In a 2-dimensional Cartesian plane, i.e. x and y axes, with the origin at (0,0), suppose you want to enumerate all the lattice points. By lattice points I mean all the points whose coordinates are integers, like (1,1), (-4, 6) and (447, -993). By enumerate I mean list them in a specific sequence so that any given point in the plane will be reached in a finite number of steps.
There are many ways to do this in 2 dimensions. For example, start at the origin and go around in a square spiral. Any given point (x,y) no matter how far out will eventually be reached. A non-solution would be: First take care of all the lattice points whose Y-coordinate is 0. Once that’s done, do all the lattice points whose Y-coordinate is 1. Etc. No good, because a point like (1,1) won’t be reached in a finite number of steps.
In 3 dimensions you can still do it; e.g. by drawing concentric cubes starting at the origin and getting bigger. Again, any given point (x,y,z) will eventually be reached.
What if there are countably infinite dimensions? That is, one axis for each natural number? Can it still be done?
Doesn’t seem like it. Suppose you could only be at 0 or 1 on each axis. Then the set of points is the same as the set of real numbers 0<=r<1, expressed in binary, with each axis corresponding to a digit. But that’s an uncountable set by Cantor’s diagonalization. It just gets worse if each axis supports a countable number of positions.
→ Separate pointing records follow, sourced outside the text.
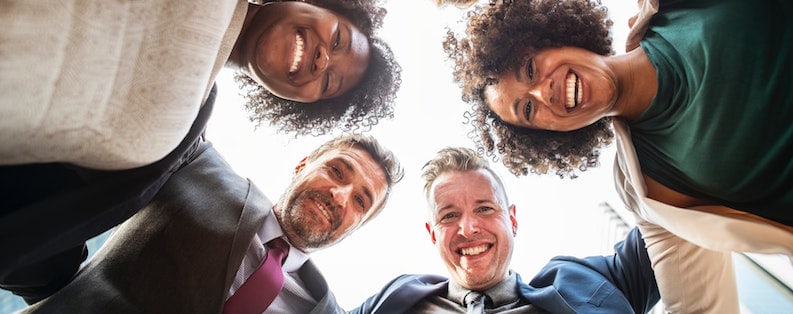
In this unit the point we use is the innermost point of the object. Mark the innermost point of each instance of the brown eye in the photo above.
(527, 111)
(530, 69)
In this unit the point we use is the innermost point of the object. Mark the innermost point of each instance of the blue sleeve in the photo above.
(621, 282)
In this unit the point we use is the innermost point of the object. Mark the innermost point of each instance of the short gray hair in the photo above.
(456, 159)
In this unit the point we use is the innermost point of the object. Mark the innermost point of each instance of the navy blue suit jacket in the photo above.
(621, 283)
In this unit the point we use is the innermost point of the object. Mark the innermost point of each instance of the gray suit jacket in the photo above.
(179, 254)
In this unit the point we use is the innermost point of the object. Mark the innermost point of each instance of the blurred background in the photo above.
(578, 217)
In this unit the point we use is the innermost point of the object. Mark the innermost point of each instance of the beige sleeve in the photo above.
(691, 249)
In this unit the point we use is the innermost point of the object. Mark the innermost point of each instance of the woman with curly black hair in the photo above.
(704, 120)
(347, 103)
(102, 102)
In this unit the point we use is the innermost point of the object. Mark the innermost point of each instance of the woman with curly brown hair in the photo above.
(703, 118)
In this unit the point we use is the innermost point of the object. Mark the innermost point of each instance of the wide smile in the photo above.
(474, 250)
(298, 54)
(323, 210)
(574, 92)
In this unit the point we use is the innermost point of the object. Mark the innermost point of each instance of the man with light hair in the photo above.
(473, 226)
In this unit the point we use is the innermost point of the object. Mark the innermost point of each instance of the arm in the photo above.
(690, 249)
(620, 283)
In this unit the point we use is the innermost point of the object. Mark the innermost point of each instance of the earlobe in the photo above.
(300, 165)
(432, 233)
(513, 219)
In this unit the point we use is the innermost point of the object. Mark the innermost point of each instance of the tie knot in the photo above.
(473, 298)
(279, 249)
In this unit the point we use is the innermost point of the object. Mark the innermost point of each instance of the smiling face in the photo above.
(331, 197)
(558, 89)
(302, 52)
(472, 227)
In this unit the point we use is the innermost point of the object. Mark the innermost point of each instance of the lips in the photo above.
(573, 91)
(298, 53)
(322, 209)
(474, 250)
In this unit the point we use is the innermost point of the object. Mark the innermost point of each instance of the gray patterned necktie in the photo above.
(475, 302)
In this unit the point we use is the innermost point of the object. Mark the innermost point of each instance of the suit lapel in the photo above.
(251, 217)
(547, 298)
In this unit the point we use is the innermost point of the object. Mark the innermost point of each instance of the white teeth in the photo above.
(473, 250)
(574, 90)
(298, 54)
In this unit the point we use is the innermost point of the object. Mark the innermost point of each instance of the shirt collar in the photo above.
(272, 229)
(502, 293)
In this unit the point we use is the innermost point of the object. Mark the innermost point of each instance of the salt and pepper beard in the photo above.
(299, 223)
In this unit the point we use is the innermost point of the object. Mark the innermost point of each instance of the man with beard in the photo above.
(202, 239)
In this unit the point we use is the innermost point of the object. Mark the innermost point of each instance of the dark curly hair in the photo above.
(356, 110)
(500, 36)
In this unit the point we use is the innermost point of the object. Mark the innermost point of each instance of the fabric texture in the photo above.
(261, 288)
(731, 146)
(689, 247)
(475, 303)
(42, 255)
(107, 85)
(181, 252)
(622, 283)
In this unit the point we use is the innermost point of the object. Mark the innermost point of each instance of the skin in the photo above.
(622, 86)
(468, 211)
(533, 95)
(335, 52)
(330, 197)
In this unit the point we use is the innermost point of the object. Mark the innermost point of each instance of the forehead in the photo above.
(360, 162)
(462, 186)
(358, 55)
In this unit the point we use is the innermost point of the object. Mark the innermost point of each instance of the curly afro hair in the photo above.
(501, 36)
(358, 109)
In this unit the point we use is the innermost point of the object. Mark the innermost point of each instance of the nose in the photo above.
(469, 226)
(321, 61)
(341, 194)
(540, 92)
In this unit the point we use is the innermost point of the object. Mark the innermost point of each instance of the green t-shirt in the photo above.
(721, 125)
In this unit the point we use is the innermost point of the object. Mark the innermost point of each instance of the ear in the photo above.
(513, 219)
(431, 232)
(300, 165)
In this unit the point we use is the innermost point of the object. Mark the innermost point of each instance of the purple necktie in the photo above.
(261, 288)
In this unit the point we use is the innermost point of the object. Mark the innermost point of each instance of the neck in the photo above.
(637, 83)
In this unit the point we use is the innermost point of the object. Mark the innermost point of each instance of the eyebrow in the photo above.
(347, 50)
(349, 167)
(519, 73)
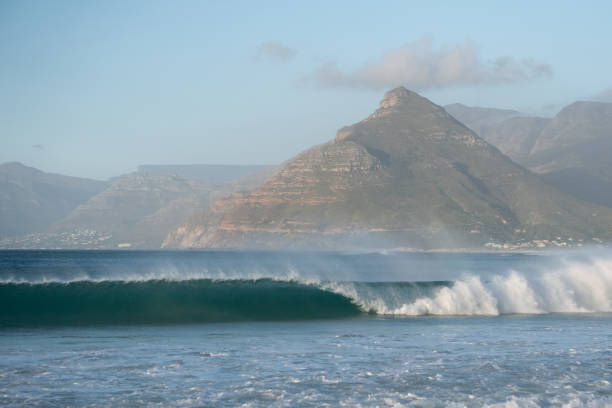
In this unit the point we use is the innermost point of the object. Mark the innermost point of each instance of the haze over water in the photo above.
(391, 329)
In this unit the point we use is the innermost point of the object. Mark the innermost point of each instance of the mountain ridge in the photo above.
(409, 174)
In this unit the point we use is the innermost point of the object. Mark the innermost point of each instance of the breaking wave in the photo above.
(573, 288)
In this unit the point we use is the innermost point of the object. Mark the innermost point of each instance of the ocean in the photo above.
(286, 329)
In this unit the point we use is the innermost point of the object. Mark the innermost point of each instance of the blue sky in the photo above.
(95, 88)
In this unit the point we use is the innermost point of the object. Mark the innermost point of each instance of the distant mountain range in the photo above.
(572, 151)
(412, 174)
(136, 210)
(31, 200)
(408, 175)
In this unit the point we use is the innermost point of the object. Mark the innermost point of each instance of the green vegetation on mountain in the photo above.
(409, 175)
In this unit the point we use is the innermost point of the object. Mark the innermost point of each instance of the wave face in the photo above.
(160, 301)
(576, 286)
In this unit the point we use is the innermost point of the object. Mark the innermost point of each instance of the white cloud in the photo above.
(274, 50)
(418, 65)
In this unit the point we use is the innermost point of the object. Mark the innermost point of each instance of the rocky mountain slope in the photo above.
(31, 200)
(136, 210)
(571, 151)
(409, 175)
(479, 119)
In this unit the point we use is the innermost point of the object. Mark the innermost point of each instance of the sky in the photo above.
(95, 88)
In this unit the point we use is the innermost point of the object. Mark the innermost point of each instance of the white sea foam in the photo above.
(577, 287)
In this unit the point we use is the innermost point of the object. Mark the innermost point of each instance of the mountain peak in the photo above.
(399, 96)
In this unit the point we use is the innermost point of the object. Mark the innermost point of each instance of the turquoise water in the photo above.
(277, 329)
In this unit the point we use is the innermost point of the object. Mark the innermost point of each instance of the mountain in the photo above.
(571, 151)
(139, 209)
(479, 119)
(31, 200)
(409, 175)
(212, 173)
(516, 136)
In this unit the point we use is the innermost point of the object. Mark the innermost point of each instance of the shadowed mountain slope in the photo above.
(31, 200)
(408, 175)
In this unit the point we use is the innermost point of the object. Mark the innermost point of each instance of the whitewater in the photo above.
(283, 329)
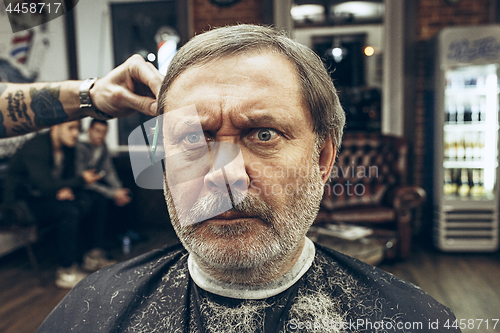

If you allow for all of the coordinates to be non-zero, then the set is uncountable (as Herr Doktor Merkwürdigliebe has noted.) But interestingly, the set of all lattice points with a finite number of non-zero coordinates is countable. One way to see this is to first count all the points with all zeros after position 1 whose coordinates are all no greater than 1 in magnitude. (There are a finite number of these — in fact, only three.) Then count all lattice points will all zeros after position 2 whose coordinates are no greater than 2 in magnitude. (Again, a finite number.) Then count all lattice points with all zeros after position 3 whose coordinates are all no greater than 3 in magnitude. And so forth. At each stage you will be counting a finite number of lattice points, and a countable union of finite sets is countable.
You could also use a Gödel-like numbering. To convert a lattice point to an integer, for each non-zero coordinate, take the nth prime number (where n is the coordinate index) and raise it to the power of the coordinate value. Then multiply all those powers together. You always end up with a (finite) integer, so it’s countable. Easy to convert back as well.
Ok, I’m only dealing with non-negative integers here, but it’s easy to map from the integers to the non-negative integers and back.
Actually, forget mapping the negative integers to positive. Just let the exponents go negative. Then every lattice point translates to a positive rational (of which there are countably many).
Thanks for the responses! I thought a diagonal argument would come into the picture but wasn’t clear how. I don’t know what Godel numberings are but I’m in the middle of reading “Godel, Escher, Bach” by Hofstadter and I think he’s going to cover that sometime within the next 800 pages if he ever gets around to it
It’s just a technique for embedding all sorts of information into a single integer. Suppose you have some ordered pairs of positive integers where the first number is distinct, like \{(3, 7), (5, 3), (6, 10)\}. To encode that into a single number, take first number in each pair (call it n), then take the nth prime number and raise it to the power of the second number. Then multiply everything together. So in my example, we have P(3)=5, P(5)=11, P(6)=13, and therefore our number is X = 3^7 \cdot 11^3 \cdot 13^{10} = 401291870347778553
The really cool thing is that you can do it recursively. If I have \{(1, \{(3, 7), (5, 3), (6, 10)\}), (3, \{(1, 3)\})\}, then the encoded number is X = 2^{401291870347778553} \cdot 5^{2^3}. And so on, for however many layers you want. All the numbers have to be finite, of course.
It’s easy to go in the other direction too; you just factor the number and count the number of times each prime factor shows up.
Gödel himself used the technique to encode formulas. He would assign each symbol an integer, for example ( would be the number 11, and so on. Then you could turn any mathematical statement into a distinct number.
Note that, while that that will get you out all of the ordered pairs you put in, it won’t tell you what order those ordered pairs were in. That is to say, \{(3,7),(5,3),(6,10)\} will encode the same as \{(5,3),(6,10),(3,7)\}. So if you’re using this to encode entire formulas, you’d best make sure that your encoding includes order information in some other way. Presumably, the way Gödel did it was to have one ordered pair starting with 1, one starting with 2, one starting with 3, and so on, with the number paired with 1 being “the first symbol”, the one paired with 2 being “the second symbol”, and so on.
I don’t actually think that Hofstadter goes into the details of this particular encoding method, but rather, uses a different encoding. Which is fine. All that was really necessary for Gödel’s argument was that it’s possible to encode formulas as integers; precisely how the encoding worked didn’t matter.